Developing a Craft CMS website maintenance plan

garrett’s headshot By Garrett, 15 Jan 2019

Over the years we’ve developed and maintained dozens of Craft CMS websites. Sometimes we’re brought into the initial development phase and are able to create them from scratch, but more regularly we’re brought in post-launch as a company outgrows its existing development partner or their needs change. This happens for a number of reasons, but the most common scenarios are:

  1. Your Craft CMS site was created by a smaller, sometimes 1-person shop and your growing online initiatives outgrow the preferred working style or available capacity.
  2. The company that built your Craft CMS site specializes in start-to-finish website design projects and strategically chooses to stay away from support and maintenance work.

In both scenarios, it’s difficult to maintain websites after launch while juggling larger design and development projects if you don’t have an intentional plan in place. We’ve experienced this firsthand and it wasn’t until we developed our maintenance plans a few years ago that we figured out how to manage ongoing support and maintenance projects successfully.

In this blog post, I'll explain the issues to solve in order to develop a website maintenance plan that scales and works for the long haul.


The first issue is the ability to fit small support projects and regular updates into your work schedule without derailing larger start-to-finish projects. At Good Work, at any given time each member of our development team could be on a 4, 6, or 8-week development project while tackling a handful of support projects (typically 1-8 hours) in parallel. This works alright until you get to the end of a larger project and realize you’re quite a bit behind from the context-switching required for the smaller projects. We tried a few things here: one person on website maintenance for set hours per month, week, etc., neither of which seemed to fully solve the problem. In the summer of 2017, we made the decision to start building a full-time maintenance team for the ability to handle support in parallel to larger projects without the issue of context switching and project derailment.

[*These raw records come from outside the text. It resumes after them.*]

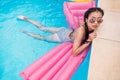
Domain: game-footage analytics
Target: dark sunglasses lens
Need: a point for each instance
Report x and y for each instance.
(92, 20)
(99, 20)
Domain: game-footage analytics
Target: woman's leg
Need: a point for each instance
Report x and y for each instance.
(51, 38)
(51, 29)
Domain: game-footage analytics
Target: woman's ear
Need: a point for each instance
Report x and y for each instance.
(86, 20)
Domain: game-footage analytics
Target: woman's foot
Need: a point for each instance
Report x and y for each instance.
(21, 17)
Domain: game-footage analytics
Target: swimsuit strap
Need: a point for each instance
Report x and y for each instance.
(70, 35)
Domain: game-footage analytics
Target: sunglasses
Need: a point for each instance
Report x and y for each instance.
(93, 20)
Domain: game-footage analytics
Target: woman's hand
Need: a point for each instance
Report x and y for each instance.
(92, 36)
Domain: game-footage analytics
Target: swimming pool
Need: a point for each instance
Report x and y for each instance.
(18, 50)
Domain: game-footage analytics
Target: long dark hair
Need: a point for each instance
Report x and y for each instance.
(86, 15)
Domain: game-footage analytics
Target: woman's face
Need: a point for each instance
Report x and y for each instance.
(94, 20)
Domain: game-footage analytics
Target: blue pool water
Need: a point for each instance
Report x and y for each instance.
(18, 50)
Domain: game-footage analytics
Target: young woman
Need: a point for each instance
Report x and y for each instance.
(81, 37)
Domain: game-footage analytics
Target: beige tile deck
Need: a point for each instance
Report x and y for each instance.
(105, 55)
(105, 60)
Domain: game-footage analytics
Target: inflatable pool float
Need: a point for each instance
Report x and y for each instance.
(58, 63)
(74, 12)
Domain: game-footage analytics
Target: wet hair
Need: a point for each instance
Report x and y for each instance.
(86, 15)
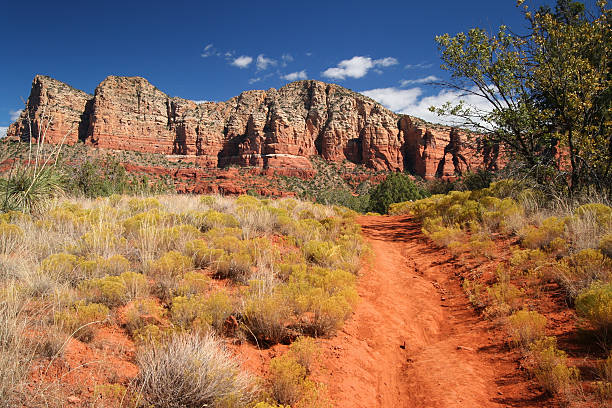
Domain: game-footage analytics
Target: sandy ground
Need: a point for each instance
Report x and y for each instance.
(413, 340)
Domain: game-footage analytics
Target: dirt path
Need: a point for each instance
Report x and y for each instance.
(413, 341)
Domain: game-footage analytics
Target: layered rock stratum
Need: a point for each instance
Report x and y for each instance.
(277, 129)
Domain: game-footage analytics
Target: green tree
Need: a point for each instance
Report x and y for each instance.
(549, 92)
(396, 188)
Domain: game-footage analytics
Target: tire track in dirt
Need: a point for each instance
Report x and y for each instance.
(412, 341)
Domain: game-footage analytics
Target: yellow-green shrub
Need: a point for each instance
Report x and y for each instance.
(595, 305)
(143, 204)
(80, 319)
(549, 366)
(578, 271)
(175, 237)
(605, 245)
(266, 316)
(288, 380)
(171, 264)
(305, 351)
(62, 267)
(101, 240)
(202, 311)
(141, 313)
(11, 237)
(601, 213)
(115, 290)
(475, 292)
(193, 282)
(541, 237)
(504, 297)
(321, 298)
(525, 327)
(202, 254)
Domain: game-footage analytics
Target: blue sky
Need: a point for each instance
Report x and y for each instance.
(215, 50)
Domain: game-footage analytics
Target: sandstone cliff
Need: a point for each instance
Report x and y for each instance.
(273, 129)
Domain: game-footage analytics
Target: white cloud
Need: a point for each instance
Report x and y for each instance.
(386, 62)
(412, 102)
(422, 65)
(14, 115)
(263, 63)
(357, 67)
(430, 78)
(294, 76)
(242, 62)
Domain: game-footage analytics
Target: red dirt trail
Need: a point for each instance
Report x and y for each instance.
(413, 341)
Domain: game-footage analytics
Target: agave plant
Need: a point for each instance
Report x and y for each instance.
(29, 184)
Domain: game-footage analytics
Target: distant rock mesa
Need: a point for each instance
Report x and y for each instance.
(274, 129)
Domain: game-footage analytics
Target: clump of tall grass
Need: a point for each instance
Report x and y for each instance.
(190, 370)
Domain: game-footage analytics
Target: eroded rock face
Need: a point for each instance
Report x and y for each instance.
(273, 129)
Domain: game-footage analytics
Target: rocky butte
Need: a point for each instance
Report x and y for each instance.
(276, 129)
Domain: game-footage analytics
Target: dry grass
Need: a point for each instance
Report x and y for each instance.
(192, 371)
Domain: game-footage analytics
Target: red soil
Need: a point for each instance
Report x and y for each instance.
(413, 340)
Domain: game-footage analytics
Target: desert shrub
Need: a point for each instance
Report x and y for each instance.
(15, 353)
(305, 351)
(595, 305)
(605, 245)
(288, 380)
(141, 313)
(171, 264)
(102, 240)
(504, 297)
(476, 180)
(525, 327)
(202, 254)
(80, 318)
(320, 252)
(549, 366)
(476, 293)
(265, 315)
(396, 188)
(192, 371)
(137, 205)
(62, 267)
(11, 237)
(541, 237)
(201, 311)
(206, 220)
(193, 282)
(175, 237)
(579, 270)
(526, 259)
(601, 213)
(115, 290)
(603, 387)
(321, 298)
(29, 190)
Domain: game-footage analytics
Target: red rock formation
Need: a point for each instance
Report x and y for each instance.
(277, 130)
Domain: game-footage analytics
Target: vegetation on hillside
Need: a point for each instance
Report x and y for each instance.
(167, 270)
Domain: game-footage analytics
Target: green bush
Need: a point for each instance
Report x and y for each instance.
(171, 264)
(115, 290)
(397, 188)
(549, 365)
(595, 305)
(525, 327)
(80, 318)
(578, 271)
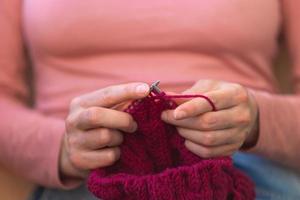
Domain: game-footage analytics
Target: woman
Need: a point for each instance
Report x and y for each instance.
(89, 56)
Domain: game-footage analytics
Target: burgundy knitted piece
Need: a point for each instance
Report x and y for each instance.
(155, 164)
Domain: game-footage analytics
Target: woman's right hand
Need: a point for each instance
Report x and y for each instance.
(93, 129)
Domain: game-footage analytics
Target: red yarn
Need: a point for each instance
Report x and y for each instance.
(155, 164)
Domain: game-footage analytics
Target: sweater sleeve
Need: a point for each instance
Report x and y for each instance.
(279, 115)
(29, 141)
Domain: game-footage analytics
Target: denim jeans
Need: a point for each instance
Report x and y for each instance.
(272, 180)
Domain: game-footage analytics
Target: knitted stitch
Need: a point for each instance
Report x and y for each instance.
(155, 164)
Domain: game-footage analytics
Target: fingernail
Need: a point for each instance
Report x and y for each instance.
(142, 89)
(179, 114)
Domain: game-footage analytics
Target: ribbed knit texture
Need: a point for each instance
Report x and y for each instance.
(155, 164)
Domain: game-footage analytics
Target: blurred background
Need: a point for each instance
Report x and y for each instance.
(13, 187)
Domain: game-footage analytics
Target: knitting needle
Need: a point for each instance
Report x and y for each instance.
(154, 87)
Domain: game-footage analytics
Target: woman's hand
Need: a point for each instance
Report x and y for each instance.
(93, 129)
(219, 133)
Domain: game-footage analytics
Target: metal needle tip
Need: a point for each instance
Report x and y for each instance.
(154, 87)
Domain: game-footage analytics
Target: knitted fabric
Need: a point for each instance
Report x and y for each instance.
(155, 164)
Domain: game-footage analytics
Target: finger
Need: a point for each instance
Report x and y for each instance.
(95, 117)
(222, 99)
(203, 86)
(101, 137)
(212, 138)
(210, 152)
(95, 159)
(112, 95)
(178, 101)
(210, 121)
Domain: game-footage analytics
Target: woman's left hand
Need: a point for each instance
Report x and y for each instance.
(216, 133)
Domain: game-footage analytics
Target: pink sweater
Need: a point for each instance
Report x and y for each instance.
(80, 46)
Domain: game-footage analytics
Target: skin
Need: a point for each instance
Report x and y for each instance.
(220, 133)
(93, 128)
(95, 120)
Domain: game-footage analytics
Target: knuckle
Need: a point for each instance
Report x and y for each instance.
(128, 122)
(206, 153)
(70, 122)
(73, 142)
(244, 118)
(76, 102)
(207, 121)
(92, 115)
(112, 155)
(105, 136)
(75, 159)
(241, 94)
(209, 140)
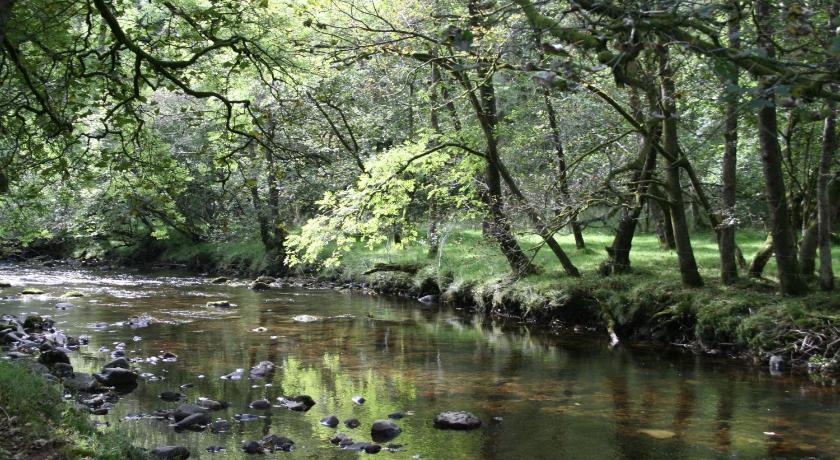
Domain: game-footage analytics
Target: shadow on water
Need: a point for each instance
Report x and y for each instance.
(538, 395)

The second issue is that support and maintenance projects have the same overhead needs, just in smaller intervals, and should be treated the same as larger projects. They still need to be estimated, they still need kick-off calls and timelines, and so they should be split out into their own projects rather than all falling into a generic “Website X Support” in your project management and time-tracking tools. This problem was easier to solve, and more of a mindset change than anything else. All projects, whether 30 minutes or 12 weeks, go through our project onboarding process to ensure they’re clearly defined, estimated, and have a set timeline.

Another requirement to creating a good plan is that whether you’re a team of one or a team of one hundred, you should have a shared code and deployment convention so that anyone can hop in and understand how to set up and maintain the website with as little hassle as possible. At Good Work, we have a starter system as our baseline Craft CMS installation that we use for all websites that we create. For the websites we take on in a maintenance capacity we transition what we can into our convention and document anything out of the ordinary to streamline future development.

Lastly, your maintenance plan requires a significant amount of ongoing communication with the client. There are always bug fixes, new features, and CMS updates being prioritized and re-prioritized on a regular basis depending on the volume of work. What’s worked well for us is a combination of quick weekly status calls (sometimes even daily depending on the volume of work), monthly prioritization meetings, and a shared Trello board for progress transparency and project management.


In summary, developing a good support and maintenance plan is an important part of the web as a whole and can be done successfully with a good process in place. For our team that means:

  • A full-time team to manage all website maintenance services
  • Treating maintenance projects the same as larger projects
  • A shared code and deployment convention across all projects
  • Regular communication and transparency of work-in-process

By creating an intentional process around your maintenance plan you can maintain existing Craft CMS projects with the same quality, efficiency, and care as new builds in the long term.